Google et YouTube interdisent les publicités sur la désinformation climatique

Google met fin aux activités des négationnistes du climat sur sa plateforme. Le géant du web a décidé d’interdire les contenus qui contredisent les recherches de la communauté scientifique, a annoncé l’entreprise jeudi. Cette politique touchera les annonceurs, les éditeurs et les créateurs de YouTube.

Le géant de la technologie adopte une approche à deux volets. La nouvelle politique s’applique aux annonceurs et aux partenaires de publication d’annonces diffusées par Google qui tentent de promouvoir la désinformation sur le changement climatique sur des pages et des vidéos. Les créateurs du YouTube Partner Program qui tentent de monétiser leurs vidéos de désinformation sur le changement climatique sont aussi concernés.

Dissuader la monétisation de contenus

Cette initiative de Google constitue une première étape pour tenter de dissuader ceux qui cherchent à tirer profit de la négation et de la minimisation de la menace du changement climatique sur les médias sociaux. L’interdiction portera sur les publicités et la monétisation de contenus qui contredisent le “consensus scientifique sur l’existence et les causes du changement climatique”, affirme Google.

Plus précisément, cette nouvelle règle vise les affirmations selon lesquelles le changement climatique est un “canular ou une arnaque”, les affirmations qui nient les prévisions environnementales à long terme et les affirmations qui ignorent des facteurs importants du changement climatique, comme les émissions de gaz à effet de serre ou les contributions de l’humanité au changement climatique.

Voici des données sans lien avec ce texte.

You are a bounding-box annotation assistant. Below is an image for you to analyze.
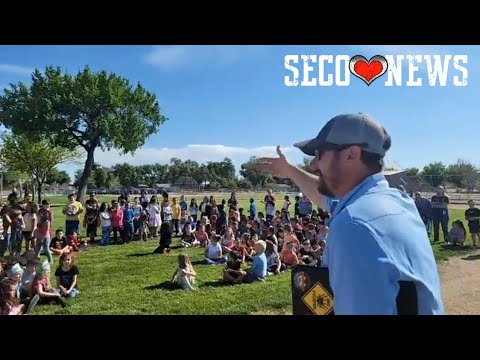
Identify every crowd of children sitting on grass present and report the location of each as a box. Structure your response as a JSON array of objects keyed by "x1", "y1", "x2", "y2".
[
  {"x1": 154, "y1": 191, "x2": 329, "y2": 290},
  {"x1": 0, "y1": 186, "x2": 465, "y2": 315},
  {"x1": 0, "y1": 191, "x2": 80, "y2": 315}
]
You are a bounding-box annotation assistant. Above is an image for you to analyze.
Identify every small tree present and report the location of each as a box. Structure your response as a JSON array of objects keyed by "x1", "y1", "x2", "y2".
[
  {"x1": 0, "y1": 66, "x2": 166, "y2": 201},
  {"x1": 0, "y1": 134, "x2": 80, "y2": 203}
]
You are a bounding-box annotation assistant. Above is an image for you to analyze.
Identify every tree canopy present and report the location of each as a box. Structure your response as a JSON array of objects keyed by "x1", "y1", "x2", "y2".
[{"x1": 0, "y1": 66, "x2": 167, "y2": 199}]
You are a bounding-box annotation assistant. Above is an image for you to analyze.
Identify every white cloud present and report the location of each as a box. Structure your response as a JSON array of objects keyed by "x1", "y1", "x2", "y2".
[
  {"x1": 144, "y1": 45, "x2": 265, "y2": 70},
  {"x1": 59, "y1": 145, "x2": 303, "y2": 179},
  {"x1": 95, "y1": 145, "x2": 294, "y2": 167},
  {"x1": 59, "y1": 144, "x2": 402, "y2": 179},
  {"x1": 0, "y1": 64, "x2": 34, "y2": 75}
]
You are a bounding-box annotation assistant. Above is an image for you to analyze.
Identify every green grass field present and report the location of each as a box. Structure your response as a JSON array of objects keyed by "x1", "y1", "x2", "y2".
[{"x1": 30, "y1": 195, "x2": 472, "y2": 315}]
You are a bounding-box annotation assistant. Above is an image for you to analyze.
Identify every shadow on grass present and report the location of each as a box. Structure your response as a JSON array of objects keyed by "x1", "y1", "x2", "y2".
[
  {"x1": 439, "y1": 244, "x2": 476, "y2": 252},
  {"x1": 125, "y1": 251, "x2": 157, "y2": 257},
  {"x1": 201, "y1": 280, "x2": 233, "y2": 287},
  {"x1": 125, "y1": 245, "x2": 186, "y2": 258},
  {"x1": 145, "y1": 280, "x2": 180, "y2": 291},
  {"x1": 192, "y1": 259, "x2": 209, "y2": 266},
  {"x1": 462, "y1": 254, "x2": 480, "y2": 261}
]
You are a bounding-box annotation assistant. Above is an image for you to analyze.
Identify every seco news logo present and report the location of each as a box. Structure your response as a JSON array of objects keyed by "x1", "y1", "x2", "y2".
[{"x1": 284, "y1": 55, "x2": 468, "y2": 87}]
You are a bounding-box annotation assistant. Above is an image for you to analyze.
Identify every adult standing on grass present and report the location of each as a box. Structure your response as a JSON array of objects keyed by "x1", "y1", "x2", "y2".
[
  {"x1": 431, "y1": 186, "x2": 450, "y2": 243},
  {"x1": 259, "y1": 114, "x2": 443, "y2": 315},
  {"x1": 62, "y1": 194, "x2": 84, "y2": 236}
]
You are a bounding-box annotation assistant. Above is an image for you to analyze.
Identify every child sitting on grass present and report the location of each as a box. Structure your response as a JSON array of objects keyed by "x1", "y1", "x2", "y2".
[
  {"x1": 32, "y1": 261, "x2": 67, "y2": 307},
  {"x1": 236, "y1": 240, "x2": 267, "y2": 284},
  {"x1": 50, "y1": 229, "x2": 71, "y2": 256},
  {"x1": 172, "y1": 254, "x2": 197, "y2": 290},
  {"x1": 153, "y1": 221, "x2": 173, "y2": 254},
  {"x1": 0, "y1": 279, "x2": 25, "y2": 315},
  {"x1": 181, "y1": 223, "x2": 196, "y2": 247},
  {"x1": 55, "y1": 254, "x2": 80, "y2": 298},
  {"x1": 223, "y1": 251, "x2": 246, "y2": 285},
  {"x1": 205, "y1": 234, "x2": 225, "y2": 265},
  {"x1": 449, "y1": 220, "x2": 467, "y2": 246}
]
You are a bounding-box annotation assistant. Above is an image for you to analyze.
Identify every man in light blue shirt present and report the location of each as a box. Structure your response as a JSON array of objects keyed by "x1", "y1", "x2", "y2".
[{"x1": 259, "y1": 114, "x2": 444, "y2": 315}]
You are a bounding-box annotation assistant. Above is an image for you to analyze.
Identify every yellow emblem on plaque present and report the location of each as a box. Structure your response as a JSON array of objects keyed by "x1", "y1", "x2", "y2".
[{"x1": 302, "y1": 282, "x2": 333, "y2": 315}]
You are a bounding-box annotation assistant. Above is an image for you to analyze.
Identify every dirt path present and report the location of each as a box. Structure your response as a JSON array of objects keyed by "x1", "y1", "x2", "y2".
[{"x1": 438, "y1": 252, "x2": 480, "y2": 315}]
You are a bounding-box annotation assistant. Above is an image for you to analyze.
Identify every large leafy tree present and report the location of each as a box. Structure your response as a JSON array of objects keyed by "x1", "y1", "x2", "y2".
[{"x1": 0, "y1": 66, "x2": 167, "y2": 200}]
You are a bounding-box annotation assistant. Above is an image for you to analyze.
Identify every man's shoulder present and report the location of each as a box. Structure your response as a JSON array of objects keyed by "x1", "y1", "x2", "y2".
[{"x1": 342, "y1": 188, "x2": 417, "y2": 223}]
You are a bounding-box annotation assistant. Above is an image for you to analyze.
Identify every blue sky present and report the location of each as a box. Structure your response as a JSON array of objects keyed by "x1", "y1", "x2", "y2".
[{"x1": 0, "y1": 45, "x2": 480, "y2": 180}]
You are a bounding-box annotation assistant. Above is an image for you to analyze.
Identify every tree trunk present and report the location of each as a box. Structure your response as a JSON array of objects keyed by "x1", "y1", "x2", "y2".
[
  {"x1": 37, "y1": 181, "x2": 43, "y2": 206},
  {"x1": 77, "y1": 146, "x2": 95, "y2": 203}
]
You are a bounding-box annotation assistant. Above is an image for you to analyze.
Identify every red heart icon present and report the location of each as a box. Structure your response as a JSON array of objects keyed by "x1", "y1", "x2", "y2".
[{"x1": 350, "y1": 55, "x2": 388, "y2": 86}]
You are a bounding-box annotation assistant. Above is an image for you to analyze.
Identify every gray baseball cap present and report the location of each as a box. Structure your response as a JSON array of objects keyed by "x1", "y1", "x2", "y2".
[{"x1": 294, "y1": 113, "x2": 391, "y2": 157}]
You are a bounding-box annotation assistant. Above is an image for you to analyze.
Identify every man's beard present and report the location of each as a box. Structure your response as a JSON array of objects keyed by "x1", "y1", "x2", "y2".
[{"x1": 317, "y1": 172, "x2": 335, "y2": 198}]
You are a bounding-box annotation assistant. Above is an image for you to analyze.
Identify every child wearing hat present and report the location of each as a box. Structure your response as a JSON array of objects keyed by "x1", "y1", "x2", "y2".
[{"x1": 242, "y1": 240, "x2": 267, "y2": 284}]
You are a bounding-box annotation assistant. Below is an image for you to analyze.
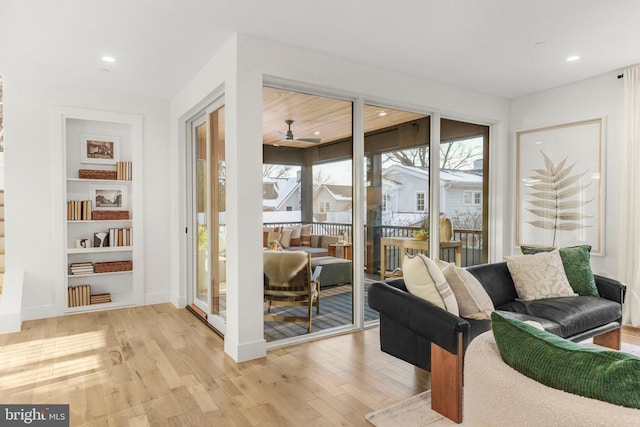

La nouvelle politique sera appliquée par des outils automatisés et un examen humain. “Nous examinerons attentivement le contexte dans lequel les allégations sont faites, en faisant la distinction entre le contenu qui présente une fausse allégation comme un fait, et le contenu qui rapporte ou discute cette allégation”, a déclaré la société dans son communiqué.

Google continuera à autoriser les annonces et la monétisation sur les sujets liés au climat, tels que les débats éclairés sur le changement climatique et les recherches vérifiables.

“Renverser le cours de l’économie du déni climatique”

Dans un rapport publié en 2020, Avaaz, une organisation américaine à but non lucratif qui promeut l’activisme sur des questions telles que le changement climatique, a accusé YouTube d’“encourager ce contenu de désinformation climatique par le biais de son programme de monétisation“. Fadi Quran, directeur du projet de désinformation d’Avaaz, a déclaré à la BBC que ces nouveaux règlements pourraient “renverser le cours de l’économie du déni climatique”.

La création d’un contenu erroné sur le changement climatique attire des vues, des likes et donc de l’argent par le biais de la publicité. Cette nouvelle politique vise à mettre un terme à ce dernier aspect, du moins sur les plateformes Google. En effet, les créateurs de YouTube ne pourront plus percevoir de revenus publicitaires pour des contenus qui nient le changement climatique.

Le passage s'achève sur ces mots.